Suppose one endpoint is fixed at `-10`

, but we have uncertainty over the value of the other endpoint and the interpolation weight between them. By conditioning on the resulting value being close to 0, we can infer what the free variables must have been:

```
var interpolate = function(point1, point2, interpolationWeight) {
return (point1 * interpolationWeight +
point2 * (1 - interpolationWeight))
}
var model = function(){
var point1 = -10;
var point2 = uniform(-100,100);
var interpolationWeight = uniform(0,1);
var pointInMiddle = interpolate(point1, point2, interpolationWeight);
observe(Gaussian({mu: 0, sigma:0.1}), pointInMiddle)
return {point2, interpolationWeight, pointInMiddle}
}
var posterior = Infer({
method: 'MCMC',
samples: 5000,
lag: 100,
}, model)
var samples = posterior.samples;
viz(marginalize(posterior, function(x) {return x.pointInMiddle}))
// Store these for future use
editor.put("posterior", posterior)
editor.put("samples", samples)
```

By looking at the marginal distribution of `pointInMiddle`

, we can see that `Infer()`

successfully finds values of `point2`

and `interpolationWeight`

that satisfy our condition.

Visualize the separate marginal distributions of `point2`

and `interpolationWeight`

. How would you describe their shapes, compared to the marginal distribution of `pointInMiddle`

?

Now visualize the *joint* marginal distribution of point2 and interpolationWeight.
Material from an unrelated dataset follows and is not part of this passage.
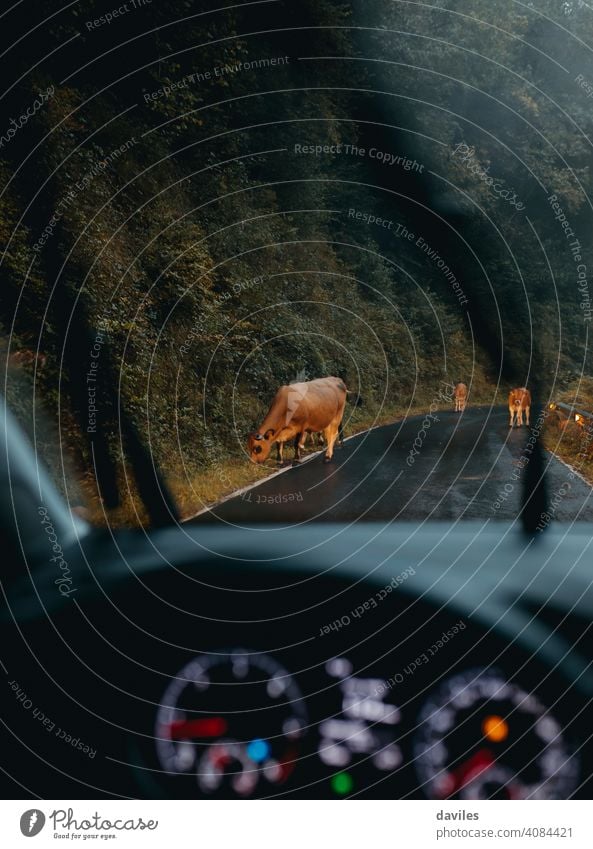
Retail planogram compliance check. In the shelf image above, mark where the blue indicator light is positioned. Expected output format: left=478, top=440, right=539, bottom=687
left=247, top=740, right=270, bottom=764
What does this tell you about their dependence?

HINT: use the marginalize helper to elegantly construct these marginal distributions

WebPPL also exposes the list of MCMC samples that the density plots above are built from. This is saved in the `samples`

variable. Decrease the number of samples to `50`

(and the `lag`

to 0) and plot `pointInMiddle`

as a function of the sample number. Run this several times to get a feel for the shape of this curve. What do you notice? What property of MCMC are you observing?
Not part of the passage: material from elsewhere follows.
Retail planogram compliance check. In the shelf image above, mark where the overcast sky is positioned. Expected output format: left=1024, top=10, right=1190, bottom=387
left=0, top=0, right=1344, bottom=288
HINT: this will require some ‘data munging’ on the array of samples. Some useful functions will be `map`

, `_.range()`

, and `viz.line`

which takes arrays `x`

and `y`

.

Try re-writing the model to use rejection sampling. Note that you will need to find a way to turn the `observe`

statement into a `condition`

statement (Hint: See Exercise #1). Is using rejection sampling here a good idea? Why or why not?

Add `verbose: true`

to the list of options and run `MH`

again. What is the acceptance rate over time (i.e. what proportion of proposals are actually accepted in the chain?). What about the model puts it at this level?

Consider the list of built-in drift kernels here. Which of these would be appropriate to use in your model in place of the current uniform prior from which `point2`

is sampled? After using that kernel in your model, what effect do you observe on the acceptence rate, and why?